7th UPDATE: 3:43 p.m. EDT: David Cameron is at 10 Downing St., and he is the new Prime Minister of Great Britain. He has not yet formed a coalition government. He says political reform needs to come to his country, and "we need to confront our problems...and to lead people through the difficult decisions."
6th UPDATE: 3:23 p.m. EDT: From the BBC: Gordon Brown will NOT resign as an MP, contrary to earlier reports.
5th UPDATE: 3:15 p.m. EDT: Former Prime Minister Gordon Brown, speaking to his Labour Party supporters, acknowledges that his deputy will succeed him as interim Labour Party leader. He says the fault for the Party's loss last week was his fault.
"I am Labour, and Labour I will always be," he says, in perhaps a swipe at the Liberal Democrats for striking an apparent coalition deal with the Conservatives.
As the BBC showed Mr. Brown's comments, his successor -- David Cameron -- is at Buckingham Palace, where he will exit as Prime Minister.
4th UPDATE: 2:45 p.m. EDT: BBC is reporting that former Prime Minister Gordon Brown will tell his Labour Party tonight that he also plans to resign his MP post. This means Mr. Brown is leaving politics.
3rd UPDATE: 2:40 p.m. EDT: This update from the New York Times:
Saying it was clear that he could not muster a majority in Parliament after the recent, inconclusive general election, Gordon Brown announced his resignation as prime minister of Britain and leader of the Labour Party. He then traveled with his wife and children to Buckingham Palace to formally resign and to recommend that David Cameron, the Conservative leader, be invited to form a government.

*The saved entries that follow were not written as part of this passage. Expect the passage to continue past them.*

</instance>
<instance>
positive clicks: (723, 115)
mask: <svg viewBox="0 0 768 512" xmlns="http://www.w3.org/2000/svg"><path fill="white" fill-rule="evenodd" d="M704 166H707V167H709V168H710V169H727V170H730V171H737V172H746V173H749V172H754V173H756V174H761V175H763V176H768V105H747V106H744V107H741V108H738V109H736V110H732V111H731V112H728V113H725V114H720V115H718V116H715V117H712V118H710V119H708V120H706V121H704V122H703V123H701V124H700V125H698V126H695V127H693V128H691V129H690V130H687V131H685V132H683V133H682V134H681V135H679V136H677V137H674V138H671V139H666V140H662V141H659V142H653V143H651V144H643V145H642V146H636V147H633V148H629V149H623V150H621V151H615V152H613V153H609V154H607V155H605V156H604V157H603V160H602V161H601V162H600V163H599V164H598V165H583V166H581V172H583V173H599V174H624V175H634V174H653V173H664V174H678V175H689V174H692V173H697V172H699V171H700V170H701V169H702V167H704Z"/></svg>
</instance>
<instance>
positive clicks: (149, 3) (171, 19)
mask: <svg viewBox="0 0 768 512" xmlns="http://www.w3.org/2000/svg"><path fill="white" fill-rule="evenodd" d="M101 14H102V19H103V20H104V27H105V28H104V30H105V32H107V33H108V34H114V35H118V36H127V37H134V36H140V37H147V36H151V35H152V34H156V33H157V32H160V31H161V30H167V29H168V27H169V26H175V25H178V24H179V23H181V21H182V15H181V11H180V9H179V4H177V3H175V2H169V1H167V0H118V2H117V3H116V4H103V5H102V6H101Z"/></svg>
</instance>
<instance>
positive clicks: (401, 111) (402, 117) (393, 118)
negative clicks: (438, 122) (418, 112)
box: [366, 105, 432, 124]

2nd UPDATE: 2:33 p.m. EDT: The transition of power in Britain is somewhat messy today, but it still strikes me in democracies how one man (or woman) is in power at one moment, and he (or she) is nothing more than a common citizen again in the next. Granted in this case, former Prime Minister Gordon Brown remains an MP (unless he opts to resign that seat as well), but he goes from being the political face of the nation to just another political face by nightfall.
And the BBC reports that there is still no deal between the Conservatives and the Liberal Democrats on any coalition government.
1st UPDATE: 2:23 p.m. EDT:
FLASH (from Reuters): UK PM Brown says resignation as leader of Labour Party will take effect immediately You can watch BBC's live coverage here
ORIGINAL POST: This from the BBC:
A close ally of Gordon Brown has suggested to the BBC that Labour are close to conceding defeat in their efforts to do a deal to stay in power.
The BBC's Nick Robinson said he was told the Lib Dems had decided to back the Tories and Labour would regroup as the only "progressive" party.
It would clear the way for a Lib Dem and Tory deal which would see David Cameron becoming prime minister.
The Lib Dems and Conservative teams are still in talks at the Cabinet Office.
They have been negotiating for four days, after the UK general election resulted in a hung parliament.
Mr Cameron, Conservative leader, met Lib Dem leader Nick Clegg in private for an hour earlier on Tuesday.
The BBC's political editor said Labour sources said the party were preparing for the possibility that Gordon Brown could resign on Tuesday evening - if Mr Clegg says there is no chance of an agreement with Labour, or that his party's talks with the Tories have been successful.